Já em vias de entrar em vigor, a Reforma Tributária será tema central para o ambiente de negócios brasileiro dentro dos próximos anos. Apesar da certa cautela do mercado quanto à concretização dessa transformação, o fato é que a mudança já começou. E vai além de uma simples alteração normativa, o novo código representa uma reformulação profunda na mentalidade fiscal de um país que enfrenta dilemas na questão tributária.

Segundo levantamento da PwC, o Brasil lidera entre as nações que mais gastam tempo para a conformidade com o fisco, com um tempo médio de 2.600 horas por ano.

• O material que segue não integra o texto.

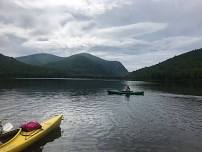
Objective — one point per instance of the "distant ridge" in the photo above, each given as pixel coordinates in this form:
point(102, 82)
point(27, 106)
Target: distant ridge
point(89, 65)
point(39, 59)
point(187, 66)
point(11, 68)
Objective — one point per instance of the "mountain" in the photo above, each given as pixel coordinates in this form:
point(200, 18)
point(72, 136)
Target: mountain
point(80, 65)
point(12, 68)
point(187, 66)
point(88, 65)
point(39, 59)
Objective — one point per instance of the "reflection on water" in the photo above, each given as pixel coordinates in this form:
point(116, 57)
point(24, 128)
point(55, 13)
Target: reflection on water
point(164, 119)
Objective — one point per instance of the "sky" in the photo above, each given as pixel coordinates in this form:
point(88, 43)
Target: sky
point(137, 33)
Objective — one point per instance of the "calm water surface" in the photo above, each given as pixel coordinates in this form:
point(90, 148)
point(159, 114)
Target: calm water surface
point(165, 119)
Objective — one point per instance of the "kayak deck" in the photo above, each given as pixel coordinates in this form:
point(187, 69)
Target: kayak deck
point(24, 139)
point(117, 92)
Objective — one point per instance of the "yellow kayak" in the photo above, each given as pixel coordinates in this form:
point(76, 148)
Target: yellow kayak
point(18, 140)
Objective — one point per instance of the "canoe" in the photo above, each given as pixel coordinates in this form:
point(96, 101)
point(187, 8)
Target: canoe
point(18, 140)
point(125, 92)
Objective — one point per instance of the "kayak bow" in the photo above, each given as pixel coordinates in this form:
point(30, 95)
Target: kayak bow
point(21, 140)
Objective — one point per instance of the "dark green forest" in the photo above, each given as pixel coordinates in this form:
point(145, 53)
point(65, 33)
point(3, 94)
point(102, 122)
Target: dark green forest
point(187, 66)
point(45, 65)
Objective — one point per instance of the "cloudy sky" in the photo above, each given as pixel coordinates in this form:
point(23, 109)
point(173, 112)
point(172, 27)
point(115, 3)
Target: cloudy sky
point(138, 33)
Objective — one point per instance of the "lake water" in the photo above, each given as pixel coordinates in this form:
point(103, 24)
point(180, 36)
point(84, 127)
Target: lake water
point(168, 118)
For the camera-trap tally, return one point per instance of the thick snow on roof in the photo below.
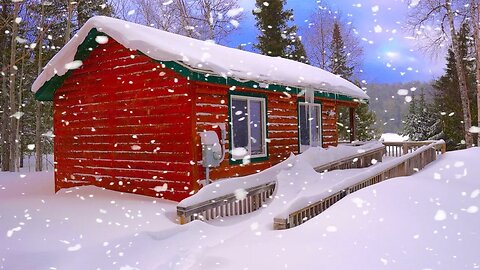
(201, 55)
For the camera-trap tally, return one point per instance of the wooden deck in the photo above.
(229, 205)
(420, 154)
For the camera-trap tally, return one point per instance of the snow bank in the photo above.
(430, 220)
(200, 55)
(393, 137)
(314, 186)
(314, 156)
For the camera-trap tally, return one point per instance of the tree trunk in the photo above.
(462, 79)
(18, 149)
(184, 17)
(69, 20)
(6, 111)
(38, 104)
(13, 106)
(476, 36)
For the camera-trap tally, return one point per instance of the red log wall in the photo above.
(124, 123)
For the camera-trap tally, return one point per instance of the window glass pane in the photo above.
(304, 126)
(315, 124)
(239, 123)
(256, 127)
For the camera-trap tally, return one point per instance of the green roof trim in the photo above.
(47, 91)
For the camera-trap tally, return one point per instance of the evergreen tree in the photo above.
(447, 103)
(338, 61)
(411, 120)
(365, 123)
(276, 37)
(421, 122)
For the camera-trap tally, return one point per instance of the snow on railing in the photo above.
(397, 149)
(242, 195)
(405, 165)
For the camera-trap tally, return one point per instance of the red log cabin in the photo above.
(132, 104)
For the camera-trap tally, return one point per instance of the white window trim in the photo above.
(309, 107)
(264, 124)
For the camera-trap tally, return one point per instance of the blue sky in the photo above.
(390, 53)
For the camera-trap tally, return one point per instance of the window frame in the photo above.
(263, 105)
(309, 109)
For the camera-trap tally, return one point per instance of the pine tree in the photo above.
(277, 38)
(411, 120)
(338, 65)
(447, 103)
(365, 123)
(338, 60)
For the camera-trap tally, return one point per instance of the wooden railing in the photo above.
(397, 149)
(359, 160)
(228, 205)
(404, 167)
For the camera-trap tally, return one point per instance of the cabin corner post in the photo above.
(181, 214)
(352, 124)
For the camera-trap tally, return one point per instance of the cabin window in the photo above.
(248, 126)
(310, 125)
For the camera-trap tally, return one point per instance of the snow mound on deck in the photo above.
(314, 157)
(200, 55)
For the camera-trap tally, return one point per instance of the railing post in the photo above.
(405, 149)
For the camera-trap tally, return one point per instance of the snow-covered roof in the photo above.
(204, 56)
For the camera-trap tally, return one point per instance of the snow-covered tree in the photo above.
(278, 37)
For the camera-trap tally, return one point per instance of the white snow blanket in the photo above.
(430, 220)
(311, 158)
(200, 55)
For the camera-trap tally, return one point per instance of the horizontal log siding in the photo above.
(212, 108)
(124, 123)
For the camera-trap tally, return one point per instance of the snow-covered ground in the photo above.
(430, 220)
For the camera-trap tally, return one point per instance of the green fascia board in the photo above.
(46, 92)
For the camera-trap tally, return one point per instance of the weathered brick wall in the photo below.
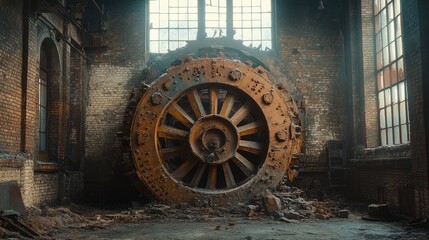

Para efeito de comparação, o segundo lugar, despende 1.400 horas.

Ao propor a simplificação desse ecossistema burocrático, a Reforma é vista como uma oportunidade essencial para rever processos estruturais, repensar estratégias e, acima de tudo, adotar uma postura proativa diante de um novo cenário tributário que exigirá agilidade, precisão e inteligência. Afinal, isso é o que garantirá competitividade para as companhias.

Por esse motivo, entre os impactos mais imediatos está a necessidade de adaptação tecnológica. Com novas alíquotas, regras e formas de apuração, as empresas precisarão simular cenários complexos, revisar sua cadeia de suprimentos, ajustar margens e repensar sua estratégia de precificação. Dessa forma, optar por planilhas e processos manuais praticamente deixa de ser uma opção viável sem um alto risco atrelado.